Some of the resistance is related to the culture of drug treatment, he said.
"Our field can be very negative," he added. "We tend to approach treatment with punishment as opposed to stroking people."
Drug abuse seems to defy logic.
Consider a 2000 study of pregnant women trying to quit smoking. Women rewarded by vouchers for testing nicotine-free quit at more than three times the rate of those who received advice and referrals.
"The fact that a pregnant woman would discontinue substance use when offered a voucher for doing so, but not to improve the health of her fetus, is perplexing," Higgins said in a paper published last year. "After all, the vouchers are worth a pittance relative to the value of a healthy baby."
But Higgins and others say addicts are people in search of immediate gratification who discount rewards they can't quickly realize (such as a healthy baby six months down the road). Vouchers succeed in part because they replace one immediate reward -- the experience of being high -- with another, the researchers say.
Another study shows that vouchers work best when linked to a specific achievement. Higgins gave cocaine users counseling and vouchers over 24 weeks of treatment. In one group, addicts received the vouchers only if they tested drug-free. In the other, they received the vouchers regardless of their drug use. The first group did much better than the second.
The explanation may lie in the brain.
Edythe London, a professor of psychiatry and pharmacology at UCLA, has compared the brains of meth addicts and nonaddicts.
"Systems in the cortex, which are important for making decisions, were just not working very well," she said of the meth users. "They had less activity than in normal healthy people."
But meth users had hyperactivity in lower centers of the brain that control emotion and craving, London said. That partially explains why meth addicts consistently make irrational decisions, putting them in a "spiral where things get worse and worse and worse," she said. (Researchers are not sure to what extent meth addicts' brains are inherently different and to what extent meth contributes to the unusual pattern.)
The vouchers themselves don't change the brain. They simply give the person a choice that is less objectionable than "methamphetamine or nothing," London said.

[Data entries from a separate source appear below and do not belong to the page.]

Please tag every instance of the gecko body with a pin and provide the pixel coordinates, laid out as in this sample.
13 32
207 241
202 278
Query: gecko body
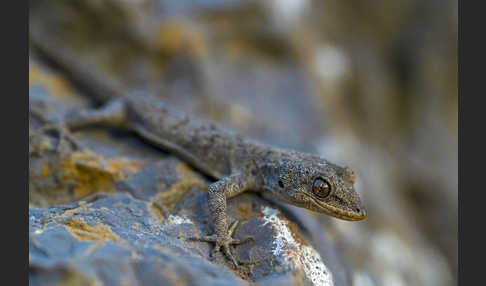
236 163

Studies have shown that though rewards can be small, size does matter, at least in a relative sense. One study found that nicotine abstinence increased as rewards were raised from $0 to $12 per day. Over time, patients needed more incentive to stay off drugs.
The San Francisco program allows participants to earn up to $453.75 in vouchers if they attend every scheduled visit and test drug-free over 12 weeks. But Petry, the University of Connecticut researcher, has devised a less costly system, in which addicts with clean urine tests can draw for prizes. They win about half the time, collecting rewards ranging in value from $1 to $100. The rest of the time, their slip says, "Good job."
The chance of winning apparently is a powerful lure.